There’s a lot of current buzz about QR codes, which are those little black and white squares that look like miniature crossword puzzles. They are increasingly cropping up on courier packages, magazine ads, catalogs, museum plaques, and a host of other items. Using cell phones, users can scan the QR codes to place an order or connect to additional information about a product or place. Some smart phones are already QR code-enabled; if not, you can download an application for free from various Web sites. The possible applications for QR codes in the classroom are endless: add QR codes to maps to quickly access additional information about a geographical region, its economy, and its culture. Increase vocabulary knowledge in your foreign language or ESL classroom by affixing codes to objects, so that when the students’ phones read the codes, up pops each item’s name in the target language. Add the codes to Powerpoint presentations to increase interactivity and connect to additional information, and so on and so on.

Connected teaching demands increased use of technology in the classroom, and the resources below can help you get started. We’ll also be featuring many more lessons and ideas on this topic throughout the week on our Facebook and Twitter pages. Have fun!

Tales of Things
Subject: Language Arts, History, Social Studies
Grade: 4-11
This lesson plan uses QR codes in the classroom as a social studies/history/literacy project. Students can use QR codes to link any object or image directly to a 'video memory' or an article of text describing its history or background. The goal is to help preserve memories and information about various objects or images. Their movements can then be tracked, as well as any subsequent stories. This lesson was produced by INTERFACE Magazine, a publication for educators to learn about information and communication technologies.

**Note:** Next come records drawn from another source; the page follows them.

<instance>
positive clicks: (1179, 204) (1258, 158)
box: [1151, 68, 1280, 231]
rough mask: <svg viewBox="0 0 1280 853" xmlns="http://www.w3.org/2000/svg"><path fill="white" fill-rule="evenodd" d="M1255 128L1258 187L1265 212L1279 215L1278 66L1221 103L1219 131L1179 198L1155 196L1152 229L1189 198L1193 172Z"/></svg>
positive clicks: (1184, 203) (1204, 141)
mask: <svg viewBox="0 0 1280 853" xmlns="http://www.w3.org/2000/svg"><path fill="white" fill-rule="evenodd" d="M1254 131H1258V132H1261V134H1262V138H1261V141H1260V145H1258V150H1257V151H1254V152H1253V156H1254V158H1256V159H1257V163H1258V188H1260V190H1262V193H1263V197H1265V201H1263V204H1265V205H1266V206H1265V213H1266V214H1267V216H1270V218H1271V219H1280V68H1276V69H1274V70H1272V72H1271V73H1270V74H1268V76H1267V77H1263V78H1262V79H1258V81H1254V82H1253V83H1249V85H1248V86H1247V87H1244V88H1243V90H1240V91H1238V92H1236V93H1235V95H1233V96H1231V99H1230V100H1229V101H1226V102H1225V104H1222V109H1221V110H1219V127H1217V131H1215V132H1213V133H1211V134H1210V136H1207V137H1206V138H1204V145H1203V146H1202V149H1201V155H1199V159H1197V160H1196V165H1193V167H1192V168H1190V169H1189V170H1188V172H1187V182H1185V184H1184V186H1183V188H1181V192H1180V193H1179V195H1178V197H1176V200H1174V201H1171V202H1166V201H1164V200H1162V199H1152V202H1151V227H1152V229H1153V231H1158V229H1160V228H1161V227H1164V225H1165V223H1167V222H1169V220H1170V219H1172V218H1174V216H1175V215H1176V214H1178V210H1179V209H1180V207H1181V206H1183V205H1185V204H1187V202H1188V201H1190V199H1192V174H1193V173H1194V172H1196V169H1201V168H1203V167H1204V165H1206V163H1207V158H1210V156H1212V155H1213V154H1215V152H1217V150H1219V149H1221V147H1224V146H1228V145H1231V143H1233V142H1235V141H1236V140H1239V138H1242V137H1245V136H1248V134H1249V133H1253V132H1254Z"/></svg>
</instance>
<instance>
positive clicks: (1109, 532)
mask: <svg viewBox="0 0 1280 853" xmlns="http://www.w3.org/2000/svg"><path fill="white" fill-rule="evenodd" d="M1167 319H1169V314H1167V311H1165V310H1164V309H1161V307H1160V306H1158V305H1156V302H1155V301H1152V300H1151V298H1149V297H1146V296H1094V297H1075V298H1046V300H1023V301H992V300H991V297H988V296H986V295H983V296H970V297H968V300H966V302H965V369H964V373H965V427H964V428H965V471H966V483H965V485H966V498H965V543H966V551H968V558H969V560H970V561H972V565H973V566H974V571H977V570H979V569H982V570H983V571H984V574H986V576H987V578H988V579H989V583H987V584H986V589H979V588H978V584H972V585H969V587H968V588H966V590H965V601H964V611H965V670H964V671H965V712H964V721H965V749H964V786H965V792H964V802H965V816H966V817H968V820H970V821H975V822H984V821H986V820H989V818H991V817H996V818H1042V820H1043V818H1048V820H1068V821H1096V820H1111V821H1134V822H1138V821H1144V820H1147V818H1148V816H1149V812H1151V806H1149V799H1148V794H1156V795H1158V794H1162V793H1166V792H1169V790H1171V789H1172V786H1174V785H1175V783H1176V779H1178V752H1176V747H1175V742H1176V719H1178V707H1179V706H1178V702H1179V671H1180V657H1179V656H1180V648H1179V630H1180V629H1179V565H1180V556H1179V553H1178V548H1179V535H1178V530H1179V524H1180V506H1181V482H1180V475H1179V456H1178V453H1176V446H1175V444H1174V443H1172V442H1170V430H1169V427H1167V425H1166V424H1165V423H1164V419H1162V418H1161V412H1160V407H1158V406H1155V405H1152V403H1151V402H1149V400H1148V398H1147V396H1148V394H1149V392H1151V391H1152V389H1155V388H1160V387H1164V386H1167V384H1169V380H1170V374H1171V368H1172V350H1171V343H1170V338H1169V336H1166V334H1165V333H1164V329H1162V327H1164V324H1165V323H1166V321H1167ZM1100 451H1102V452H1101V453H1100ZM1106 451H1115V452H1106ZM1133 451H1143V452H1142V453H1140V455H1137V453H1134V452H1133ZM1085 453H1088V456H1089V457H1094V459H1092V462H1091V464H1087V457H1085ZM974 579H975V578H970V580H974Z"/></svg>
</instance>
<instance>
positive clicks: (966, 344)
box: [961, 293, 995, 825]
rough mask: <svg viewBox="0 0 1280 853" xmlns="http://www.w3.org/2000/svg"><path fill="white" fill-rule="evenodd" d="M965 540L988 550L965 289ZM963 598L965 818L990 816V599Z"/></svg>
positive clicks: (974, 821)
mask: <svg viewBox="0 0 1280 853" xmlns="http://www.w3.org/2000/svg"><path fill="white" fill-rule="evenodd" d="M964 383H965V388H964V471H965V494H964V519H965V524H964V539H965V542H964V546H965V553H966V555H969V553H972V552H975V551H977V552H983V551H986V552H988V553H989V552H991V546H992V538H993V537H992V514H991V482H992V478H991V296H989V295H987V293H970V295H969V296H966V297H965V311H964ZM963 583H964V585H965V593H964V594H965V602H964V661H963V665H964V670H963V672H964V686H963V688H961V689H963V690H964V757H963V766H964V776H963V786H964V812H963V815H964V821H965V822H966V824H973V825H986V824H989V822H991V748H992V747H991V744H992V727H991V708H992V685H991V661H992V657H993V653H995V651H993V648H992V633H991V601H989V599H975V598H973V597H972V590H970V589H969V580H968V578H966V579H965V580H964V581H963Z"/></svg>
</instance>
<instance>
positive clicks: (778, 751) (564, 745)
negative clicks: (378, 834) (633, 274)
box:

The Science of Fringe #309: Exploring Protein Modeling
Subjects: Forensic science, Biology
Grade 9-12
In this lesson, students learn about 3-dimensional protein models and how their use allows scientists to predict biological behavior. They will also use computer visualization and online resources to guide them in constructing physical models of proteins. Smartphone users can simply point their devices at the QR codes embedded in the lesson plan for a quick link to the show. This lesson was produced by Science Olympiad in conjunction with FOX Broadcasting Co. Science Olympiad is an American science competition that provides challenges to nearly 6,500 students.

The Wonder of a Wordless Book
Grade: 3-5
In this lesson, students will develop and write a creative story from a wordless book. They will record the stories and export them into podcasts to be presented to the class. This lesson was produced by Digital Wish, a non-profit whose mission is to modernize K-12 classrooms and prepare students for tomorrow's workforce. Teachers create wish lists of technology products for their classroom, and donors then connect with their favorite schools and grant classroom wishes through online cash or product donations.